As such, the end of Netanyahu’s reign will do little to address the Palestinian question, but instead widespread protests and demonstrations led by right-wing activists who oppose the government’s inclusion of Arab parties remain likely in the short term against a backdrop of heightened ethno-religious sensitivities. Netanyahu, as leader of the opposition, will continue to exploit right-wing grievances and use them to rally support against an already fragile coalition he maintains is damaging both Israel’s domestic and foreign policy. Therefore, despite winning Sunday's vote, Israel’s new government is insecure due to a razor-thin majority and conflicting political ideologies. Such fragility casts doubt over the survival of the “change coalition” and their ability to implement legislation beyond a state budget and Covid-19 policy.

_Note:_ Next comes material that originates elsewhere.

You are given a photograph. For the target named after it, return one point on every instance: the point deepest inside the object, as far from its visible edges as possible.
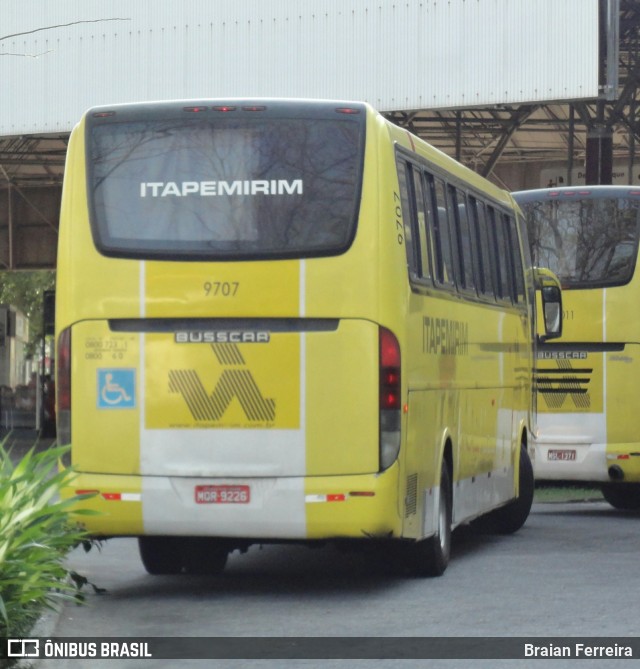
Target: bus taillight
(63, 387)
(390, 398)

Regional implications for Arab leaders and opportunities for Washington to re-engage
The Israeli government will remain focused on countering the growing influence of Iran, as well as disrupting any kind of nuclear agreement between the US, Iran and the other signatories that does not address Iran’s proxy activity and ballistic missile programme alongside its nuclear ambitions. The strength of Israel’s defence establishment means that the make-up of the new government will have very limited impact on this foreign policy priority. Moreover, it represents an opportunity for Israel to bolster relations with other Arab neighbours, specifically Saudi Arabia, based on their mutual desire to isolate Iran. As such, the new government is unlikely to shy away from future tit-for-tat hostilities with Iran.
However, the Palestinian question remains a source of tension between Israel and its Arab neighbours, as the recent conflict between Gaza-based factions and Israel attracted criticism from influential players such as the UAE and Saudi Arabia. Nevertheless, peace treaties with an economic focus have remained intact despite heightened tensions in the Palestinian Territories, as these provide mutual trade and financial benefits. The focus on pursuing further normalisation treaties where possible is therefore likely to continue, as the government seeks to prioritise economic and development opportunities. A deal with Saudi Arabia appears unlikely, however, due to a range of complicating factors, including the Palestinian issue.
Separately, the new coalition may represent a chance for the Biden administration to restore relations that became increasingly fraught under Netanyahu. With centrist Lapid scheduled to hold the position of foreign minister for the first two years, this could allow for a slight recalibration of relations. Nevertheless, Biden’s desire to address Palestinian rights, limit West Bank settlement construction, and to reach an agreement with Iran over its nuclear activities will act as a strain on bilateral relations and in particular with Prime Minister Bennett.
Ultimately, the Israeli-Palestinian conflict will continue to challenge US-Israeli and Arab-Israeli diplomacy. Biden’s liberal administration faces pressure to take a less tolerant stance than his predecessor, particularly amidst the renewed conflict between Hamas and Israel and severe tensions around the West Bank and Jerusalem. In parallel, the Palestinian question and recent conflict threatens to stymie new relations with Arab neighbours, while the presence of right-wingers in government could cause friction with Egyptian and Qatari negotiators.